Diketahui, Kepmen LHK berdasarkan SK No. 287/MENLHK/SETJEN/PLA.2/4/2022 tertanggal 5 April 2023 mengambil alih lahan hutan negara 1 juta hektar yang dikelola Perhutani Jawa Barat. Pengambilan alih lahan hutan tersebut menimbulkan persoalan di karyawan perhutani dan masyarakat desa hutan di pulau jawa.
“Sangat memprihatinkanan, karena jauh dari konsep kehutanan, lebih cenderung memberi ruang kepada reforma agraria,” ungkap Ketua LMDH Jabar, Nace Permana kepada wartawan Jabar Ekspres seusai kegiatan diskusi LMDH Jabar terkait SK tersebut di Alam Santosa, Pasir Impun, Kabupaten Bandung, Kamis (12/5).
“Bahwa program KHDPK itu cenderung diperuntukkan untuk permukiman dan reforma agraria, serta bisnis dan segala macam. Artinya sangat jauh dan menyimpang dari konsep-konsep konservasi,” tandasnya.
Berdasarkan UU 26 tahun 2007 tentang Tata Ruang Wilayah, lanjut Nace, bahwa suatu daerah itu harus memiliki ruang terbuka hijau (RTH) 30 persen. Namun dengan adanya konsep KHDPK tersebut tidak akan mungkin tercapai konsep RTH.
“Nah, SK UU 287 (KHDPK) ini sangat bertentangan, karena lahan yang diambil untuk KHDPK ini adalah lahan yang dikelola Perum Perhutani. Ini sangat lucu, kami menilainya. Karena Perhutani memegang amanat pengelolaan hutan bukan melalui SK Menteri, tapi melalui PP (peraturan pemerintah) yang ditandatangani oleh presiden. Derajat hukumnya lebih tinggi daripada SK Menteri,” katanya.
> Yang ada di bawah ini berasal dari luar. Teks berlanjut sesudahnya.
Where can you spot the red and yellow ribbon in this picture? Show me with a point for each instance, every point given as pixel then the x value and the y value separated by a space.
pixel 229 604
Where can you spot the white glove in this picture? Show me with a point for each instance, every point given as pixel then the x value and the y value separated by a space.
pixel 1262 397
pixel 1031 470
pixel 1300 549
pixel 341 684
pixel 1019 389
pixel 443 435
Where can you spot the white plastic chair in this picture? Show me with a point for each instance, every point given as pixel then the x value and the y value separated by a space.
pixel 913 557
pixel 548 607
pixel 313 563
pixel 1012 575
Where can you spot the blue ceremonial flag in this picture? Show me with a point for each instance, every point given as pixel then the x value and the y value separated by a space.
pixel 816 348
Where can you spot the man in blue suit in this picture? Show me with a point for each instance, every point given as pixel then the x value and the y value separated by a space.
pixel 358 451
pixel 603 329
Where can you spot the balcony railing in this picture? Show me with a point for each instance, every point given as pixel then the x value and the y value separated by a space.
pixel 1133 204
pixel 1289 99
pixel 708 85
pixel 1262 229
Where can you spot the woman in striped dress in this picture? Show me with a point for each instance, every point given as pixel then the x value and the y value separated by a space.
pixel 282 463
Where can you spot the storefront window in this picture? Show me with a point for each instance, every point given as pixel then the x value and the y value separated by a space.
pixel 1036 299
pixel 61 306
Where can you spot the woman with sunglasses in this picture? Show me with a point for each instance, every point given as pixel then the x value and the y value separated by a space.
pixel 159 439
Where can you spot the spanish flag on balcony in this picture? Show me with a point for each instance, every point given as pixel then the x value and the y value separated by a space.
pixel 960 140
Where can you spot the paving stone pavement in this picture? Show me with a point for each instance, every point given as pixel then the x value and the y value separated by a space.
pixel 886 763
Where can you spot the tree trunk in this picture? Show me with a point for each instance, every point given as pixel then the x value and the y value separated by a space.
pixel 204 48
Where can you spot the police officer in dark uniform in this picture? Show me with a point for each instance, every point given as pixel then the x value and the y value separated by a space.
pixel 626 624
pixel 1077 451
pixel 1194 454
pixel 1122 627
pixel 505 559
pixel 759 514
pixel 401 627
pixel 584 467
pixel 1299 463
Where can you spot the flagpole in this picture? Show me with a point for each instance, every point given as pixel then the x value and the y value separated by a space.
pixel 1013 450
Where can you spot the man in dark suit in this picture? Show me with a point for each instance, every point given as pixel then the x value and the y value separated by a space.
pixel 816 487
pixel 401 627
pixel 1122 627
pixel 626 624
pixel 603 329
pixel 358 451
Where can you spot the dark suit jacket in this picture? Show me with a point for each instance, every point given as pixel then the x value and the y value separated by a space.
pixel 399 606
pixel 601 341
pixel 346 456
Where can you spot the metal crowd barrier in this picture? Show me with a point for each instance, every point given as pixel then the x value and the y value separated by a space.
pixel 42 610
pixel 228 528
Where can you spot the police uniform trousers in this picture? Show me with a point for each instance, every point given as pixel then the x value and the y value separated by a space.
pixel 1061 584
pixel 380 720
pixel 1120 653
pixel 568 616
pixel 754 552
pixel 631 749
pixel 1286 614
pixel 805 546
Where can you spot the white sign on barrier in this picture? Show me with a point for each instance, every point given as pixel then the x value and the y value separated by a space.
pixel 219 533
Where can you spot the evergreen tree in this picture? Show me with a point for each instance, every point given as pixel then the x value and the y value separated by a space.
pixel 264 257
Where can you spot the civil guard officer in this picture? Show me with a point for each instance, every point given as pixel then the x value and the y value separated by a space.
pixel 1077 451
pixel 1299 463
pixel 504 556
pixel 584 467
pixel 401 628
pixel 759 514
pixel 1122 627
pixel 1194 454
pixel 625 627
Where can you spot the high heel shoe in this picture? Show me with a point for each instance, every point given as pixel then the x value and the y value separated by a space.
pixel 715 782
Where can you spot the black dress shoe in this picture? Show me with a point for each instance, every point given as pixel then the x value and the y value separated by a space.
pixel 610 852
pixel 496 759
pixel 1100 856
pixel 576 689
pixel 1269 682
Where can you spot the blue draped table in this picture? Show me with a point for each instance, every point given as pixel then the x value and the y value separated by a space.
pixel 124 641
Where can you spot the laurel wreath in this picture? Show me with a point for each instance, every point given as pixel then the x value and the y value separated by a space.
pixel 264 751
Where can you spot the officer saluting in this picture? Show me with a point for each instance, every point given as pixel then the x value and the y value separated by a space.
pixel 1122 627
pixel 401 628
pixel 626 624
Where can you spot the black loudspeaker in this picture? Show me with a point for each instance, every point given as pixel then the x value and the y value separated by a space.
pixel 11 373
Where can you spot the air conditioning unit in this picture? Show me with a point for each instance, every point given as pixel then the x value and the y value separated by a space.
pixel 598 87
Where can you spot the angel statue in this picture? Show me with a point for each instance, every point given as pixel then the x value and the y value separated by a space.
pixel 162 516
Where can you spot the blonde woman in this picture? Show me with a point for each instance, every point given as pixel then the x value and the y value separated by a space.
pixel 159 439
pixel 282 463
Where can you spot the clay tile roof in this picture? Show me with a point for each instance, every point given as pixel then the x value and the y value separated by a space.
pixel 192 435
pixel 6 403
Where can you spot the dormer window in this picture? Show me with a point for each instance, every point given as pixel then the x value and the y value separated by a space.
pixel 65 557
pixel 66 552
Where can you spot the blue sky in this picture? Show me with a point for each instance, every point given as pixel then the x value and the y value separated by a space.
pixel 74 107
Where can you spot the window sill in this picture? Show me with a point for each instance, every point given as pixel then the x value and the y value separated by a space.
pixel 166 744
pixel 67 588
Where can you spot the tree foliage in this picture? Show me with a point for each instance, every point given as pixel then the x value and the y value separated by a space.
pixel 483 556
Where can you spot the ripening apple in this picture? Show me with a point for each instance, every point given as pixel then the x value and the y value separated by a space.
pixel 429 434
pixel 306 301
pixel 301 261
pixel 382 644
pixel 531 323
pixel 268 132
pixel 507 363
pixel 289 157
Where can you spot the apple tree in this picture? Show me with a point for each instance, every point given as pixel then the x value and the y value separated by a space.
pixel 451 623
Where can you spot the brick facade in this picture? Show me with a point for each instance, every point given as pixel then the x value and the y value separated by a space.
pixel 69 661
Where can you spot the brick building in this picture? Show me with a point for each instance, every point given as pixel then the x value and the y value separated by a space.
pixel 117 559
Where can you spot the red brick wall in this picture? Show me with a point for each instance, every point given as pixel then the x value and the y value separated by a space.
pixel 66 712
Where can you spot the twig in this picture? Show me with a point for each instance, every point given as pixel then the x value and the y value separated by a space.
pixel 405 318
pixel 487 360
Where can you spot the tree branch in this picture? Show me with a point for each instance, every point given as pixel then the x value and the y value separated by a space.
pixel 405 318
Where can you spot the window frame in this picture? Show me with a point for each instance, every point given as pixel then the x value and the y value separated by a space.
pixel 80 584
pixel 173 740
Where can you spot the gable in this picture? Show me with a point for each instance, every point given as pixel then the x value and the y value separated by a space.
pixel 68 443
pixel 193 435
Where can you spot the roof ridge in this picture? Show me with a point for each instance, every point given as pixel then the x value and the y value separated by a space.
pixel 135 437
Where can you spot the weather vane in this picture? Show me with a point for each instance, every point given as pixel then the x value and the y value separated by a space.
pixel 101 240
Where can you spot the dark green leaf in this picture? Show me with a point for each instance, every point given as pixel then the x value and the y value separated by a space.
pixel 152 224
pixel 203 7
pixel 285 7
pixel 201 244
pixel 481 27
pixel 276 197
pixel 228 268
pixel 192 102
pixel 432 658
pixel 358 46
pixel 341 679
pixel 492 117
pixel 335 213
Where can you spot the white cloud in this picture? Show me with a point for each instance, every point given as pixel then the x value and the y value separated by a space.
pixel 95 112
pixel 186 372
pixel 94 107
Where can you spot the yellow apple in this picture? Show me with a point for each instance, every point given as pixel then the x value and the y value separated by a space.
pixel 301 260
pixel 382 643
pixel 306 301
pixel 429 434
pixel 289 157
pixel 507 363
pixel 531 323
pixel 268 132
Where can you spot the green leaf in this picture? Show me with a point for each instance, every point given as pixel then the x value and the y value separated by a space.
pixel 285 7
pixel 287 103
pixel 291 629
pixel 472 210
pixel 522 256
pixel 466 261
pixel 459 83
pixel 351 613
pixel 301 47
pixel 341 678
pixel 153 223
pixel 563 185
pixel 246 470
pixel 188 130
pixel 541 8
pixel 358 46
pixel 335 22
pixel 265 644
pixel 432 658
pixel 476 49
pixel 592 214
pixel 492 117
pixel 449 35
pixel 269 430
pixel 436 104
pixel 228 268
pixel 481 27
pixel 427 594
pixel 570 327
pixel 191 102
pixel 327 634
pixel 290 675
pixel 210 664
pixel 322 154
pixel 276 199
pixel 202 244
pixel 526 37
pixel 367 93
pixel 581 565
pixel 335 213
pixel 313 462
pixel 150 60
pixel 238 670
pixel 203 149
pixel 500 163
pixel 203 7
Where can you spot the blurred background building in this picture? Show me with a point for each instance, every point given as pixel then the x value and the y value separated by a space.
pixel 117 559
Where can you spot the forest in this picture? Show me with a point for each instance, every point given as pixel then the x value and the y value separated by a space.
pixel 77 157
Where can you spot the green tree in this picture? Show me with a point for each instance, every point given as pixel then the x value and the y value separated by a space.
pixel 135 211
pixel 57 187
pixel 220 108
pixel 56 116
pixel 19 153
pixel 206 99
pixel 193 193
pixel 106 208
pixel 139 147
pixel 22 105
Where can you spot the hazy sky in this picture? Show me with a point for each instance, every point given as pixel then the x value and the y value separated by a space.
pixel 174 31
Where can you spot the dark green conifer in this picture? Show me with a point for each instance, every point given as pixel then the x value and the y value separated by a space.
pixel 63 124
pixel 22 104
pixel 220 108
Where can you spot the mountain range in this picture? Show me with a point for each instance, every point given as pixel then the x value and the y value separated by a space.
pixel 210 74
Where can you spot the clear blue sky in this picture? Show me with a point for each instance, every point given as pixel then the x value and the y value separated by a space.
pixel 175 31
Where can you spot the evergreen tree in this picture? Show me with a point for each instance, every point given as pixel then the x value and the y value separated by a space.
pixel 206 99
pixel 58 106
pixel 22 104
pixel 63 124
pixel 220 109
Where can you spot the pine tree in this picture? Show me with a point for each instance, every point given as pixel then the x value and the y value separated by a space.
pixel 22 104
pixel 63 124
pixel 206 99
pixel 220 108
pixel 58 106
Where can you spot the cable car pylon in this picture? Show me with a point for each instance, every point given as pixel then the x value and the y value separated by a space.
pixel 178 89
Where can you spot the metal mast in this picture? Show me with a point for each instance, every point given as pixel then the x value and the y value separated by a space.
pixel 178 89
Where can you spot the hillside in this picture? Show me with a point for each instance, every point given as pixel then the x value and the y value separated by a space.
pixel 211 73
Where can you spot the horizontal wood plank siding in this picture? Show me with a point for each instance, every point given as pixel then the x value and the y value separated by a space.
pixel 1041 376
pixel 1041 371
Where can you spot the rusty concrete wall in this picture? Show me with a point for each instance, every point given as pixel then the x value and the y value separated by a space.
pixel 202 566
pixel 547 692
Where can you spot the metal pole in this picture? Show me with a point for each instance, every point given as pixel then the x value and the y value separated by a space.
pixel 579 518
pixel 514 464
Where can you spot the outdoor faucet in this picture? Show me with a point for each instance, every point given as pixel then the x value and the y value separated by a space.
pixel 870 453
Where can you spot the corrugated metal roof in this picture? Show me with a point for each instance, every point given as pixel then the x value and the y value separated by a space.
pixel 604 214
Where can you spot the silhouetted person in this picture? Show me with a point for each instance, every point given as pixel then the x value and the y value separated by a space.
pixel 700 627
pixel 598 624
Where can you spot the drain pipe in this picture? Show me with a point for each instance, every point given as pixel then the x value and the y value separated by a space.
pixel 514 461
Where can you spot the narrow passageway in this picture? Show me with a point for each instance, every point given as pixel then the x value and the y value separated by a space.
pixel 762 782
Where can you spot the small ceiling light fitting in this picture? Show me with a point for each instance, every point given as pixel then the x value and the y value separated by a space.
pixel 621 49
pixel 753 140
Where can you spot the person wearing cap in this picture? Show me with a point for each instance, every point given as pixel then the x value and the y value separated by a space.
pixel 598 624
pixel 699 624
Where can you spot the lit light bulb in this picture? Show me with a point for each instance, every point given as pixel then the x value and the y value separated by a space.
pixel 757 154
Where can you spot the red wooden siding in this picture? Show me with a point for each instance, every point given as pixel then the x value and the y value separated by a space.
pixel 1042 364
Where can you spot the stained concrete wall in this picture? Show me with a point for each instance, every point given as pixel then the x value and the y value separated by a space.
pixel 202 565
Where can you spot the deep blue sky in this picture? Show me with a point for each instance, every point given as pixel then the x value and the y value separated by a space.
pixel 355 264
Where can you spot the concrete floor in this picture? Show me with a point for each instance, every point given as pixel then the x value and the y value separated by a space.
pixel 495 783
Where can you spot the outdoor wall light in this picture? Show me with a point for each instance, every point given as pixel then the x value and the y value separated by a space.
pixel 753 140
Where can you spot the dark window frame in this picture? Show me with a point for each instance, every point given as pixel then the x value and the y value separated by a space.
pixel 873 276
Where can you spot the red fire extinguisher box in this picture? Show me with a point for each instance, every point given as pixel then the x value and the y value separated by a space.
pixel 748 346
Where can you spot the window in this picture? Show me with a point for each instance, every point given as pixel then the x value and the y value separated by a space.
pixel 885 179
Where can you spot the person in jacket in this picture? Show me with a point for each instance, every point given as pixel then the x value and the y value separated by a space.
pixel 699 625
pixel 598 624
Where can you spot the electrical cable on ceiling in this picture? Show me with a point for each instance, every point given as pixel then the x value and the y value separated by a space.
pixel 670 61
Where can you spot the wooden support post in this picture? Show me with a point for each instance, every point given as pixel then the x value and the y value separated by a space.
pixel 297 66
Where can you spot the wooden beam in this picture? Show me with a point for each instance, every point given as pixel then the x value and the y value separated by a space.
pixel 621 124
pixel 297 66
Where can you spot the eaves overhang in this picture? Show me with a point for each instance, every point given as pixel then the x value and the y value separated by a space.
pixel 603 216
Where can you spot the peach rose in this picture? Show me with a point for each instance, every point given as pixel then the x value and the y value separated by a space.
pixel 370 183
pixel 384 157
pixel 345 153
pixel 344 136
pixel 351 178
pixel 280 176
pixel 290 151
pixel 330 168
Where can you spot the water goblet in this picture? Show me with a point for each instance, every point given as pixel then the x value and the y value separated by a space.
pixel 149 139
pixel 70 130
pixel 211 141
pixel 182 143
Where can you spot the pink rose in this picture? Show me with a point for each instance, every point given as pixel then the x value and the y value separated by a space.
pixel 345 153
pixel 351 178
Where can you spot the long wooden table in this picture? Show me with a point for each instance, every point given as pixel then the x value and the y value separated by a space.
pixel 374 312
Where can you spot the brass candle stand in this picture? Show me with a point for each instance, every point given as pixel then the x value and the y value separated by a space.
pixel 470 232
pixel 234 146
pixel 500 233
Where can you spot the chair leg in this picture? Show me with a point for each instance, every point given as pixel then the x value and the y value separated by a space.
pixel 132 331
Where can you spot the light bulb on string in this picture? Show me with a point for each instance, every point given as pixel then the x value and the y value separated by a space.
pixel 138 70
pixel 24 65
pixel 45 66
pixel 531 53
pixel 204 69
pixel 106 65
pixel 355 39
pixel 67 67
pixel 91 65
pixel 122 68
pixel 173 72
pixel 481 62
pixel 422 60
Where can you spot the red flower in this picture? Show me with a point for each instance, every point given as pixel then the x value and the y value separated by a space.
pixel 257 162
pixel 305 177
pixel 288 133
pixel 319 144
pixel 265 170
“Yang lucu hari ini, Ibu Menteri mengambil alih lahan perhutani untuk lahan KHDPK, sementara Perhutani sendiri berpayung hukumnya pada PP. Masa SK Menteri bisa mengalahkan PP?” tanyanya.
Belum selesai dengan terbitnya SK tersebut yang sangat bertentangan atas berbagai macam aspek. Baik dari aspek legalitas, hukum, maupun aspek sosial dan ekonomi. Ia mengungkapkan, tambah diperparah lagi dengan konflik yang sudah terjadi.
“Seperti di Cibaliung, ada mobilisasi masa dari kelompok reforma agraria yang berusaha mengambil lahan milik Perhutani. Bahkan ada gesekan antara masyarakat dengan masyarakat,” ungkapnya.
Jadi hari ini, kata Nace, LMHD Jawa Barat didukung tokoh-tokoh Jabar, bahkan tokoh rimbawan dari luar Jawa Barat, merumuskan bagaimana melakukan langkah-langkah strategis untuk menyikapi diterbitkannya Permen.